Use the copy / deepcopy of the copy module to copy mutable types like dictionaries.
import copy
dict2 = copy.deepcopy(dict1)
Answered by Imran
Solution #3
Although dict.copy() and dict(dict1) make copies, they are only shallow copies. Copy.deepcopy(dict1) is necessary if you want a deep copy.
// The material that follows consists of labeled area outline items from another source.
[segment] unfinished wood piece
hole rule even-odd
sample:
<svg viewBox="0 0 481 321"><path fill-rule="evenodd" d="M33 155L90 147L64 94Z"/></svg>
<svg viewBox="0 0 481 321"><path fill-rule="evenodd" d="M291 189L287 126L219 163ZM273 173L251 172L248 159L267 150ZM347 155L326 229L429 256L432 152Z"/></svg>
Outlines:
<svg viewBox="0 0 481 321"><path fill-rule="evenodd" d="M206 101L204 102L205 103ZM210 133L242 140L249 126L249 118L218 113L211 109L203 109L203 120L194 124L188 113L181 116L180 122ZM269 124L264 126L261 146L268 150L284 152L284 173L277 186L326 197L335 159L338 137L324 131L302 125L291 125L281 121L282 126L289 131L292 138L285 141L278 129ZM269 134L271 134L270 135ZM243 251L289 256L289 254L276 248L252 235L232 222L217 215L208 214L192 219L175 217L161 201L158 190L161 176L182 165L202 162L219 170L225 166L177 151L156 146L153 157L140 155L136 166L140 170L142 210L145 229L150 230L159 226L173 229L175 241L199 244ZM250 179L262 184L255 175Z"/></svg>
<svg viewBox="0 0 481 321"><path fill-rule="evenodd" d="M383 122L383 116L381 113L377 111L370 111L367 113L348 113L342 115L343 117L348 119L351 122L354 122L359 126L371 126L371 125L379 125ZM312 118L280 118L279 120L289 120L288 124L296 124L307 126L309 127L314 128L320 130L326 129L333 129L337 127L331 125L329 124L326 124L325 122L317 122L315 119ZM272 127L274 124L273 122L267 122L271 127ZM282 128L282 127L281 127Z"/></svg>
Consider the following scenario:
>>> source = {'a': 1, 'b': {'m': 4, 'n': 5, 'o': 6}, 'c': 3}
>>> copy1 = x.copy()
>>> copy2 = dict(x)
>>> import copy
>>> copy3 = copy.deepcopy(x)
>>> source['a'] = 10 # a change to first-level properties won't affect copies
>>> source
{'a': 10, 'c': 3, 'b': {'m': 4, 'o': 6, 'n': 5}}
>>> copy1
{'a': 1, 'c': 3, 'b': {'m': 4, 'o': 6, 'n': 5}}
>>> copy2
{'a': 1, 'c': 3, 'b': {'m': 4, 'o': 6, 'n': 5}}
>>> copy3
{'a': 1, 'c': 3, 'b': {'m': 4, 'o': 6, 'n': 5}}
>>> source['b']['m'] = 40 # a change to deep properties WILL affect shallow copies 'b.m' property
>>> source
{'a': 10, 'c': 3, 'b': {'m': 40, 'o': 6, 'n': 5}}
>>> copy1
{'a': 1, 'c': 3, 'b': {'m': 40, 'o': 6, 'n': 5}}
>>> copy2
{'a': 1, 'c': 3, 'b': {'m': 40, 'o': 6, 'n': 5}}
>>> copy3 # Deep copy's 'b.m' property is unaffected
{'a': 1, 'c': 3, 'b': {'m': 4, 'o': 6, 'n': 5}}
The Python copy module docs say this about shallow vs deep copies:
Answered by gpanda
Solution #4
In-depth information and an easy-to-remember formula:
When you type dict2 = dict1, you’re referring to dict1. Both dict1 and dict2 point to the same memory address. This is a common occurrence when dealing with mutable objects in Python. When working with mutable objects in Python, you must be cautious because they are difficult to debug.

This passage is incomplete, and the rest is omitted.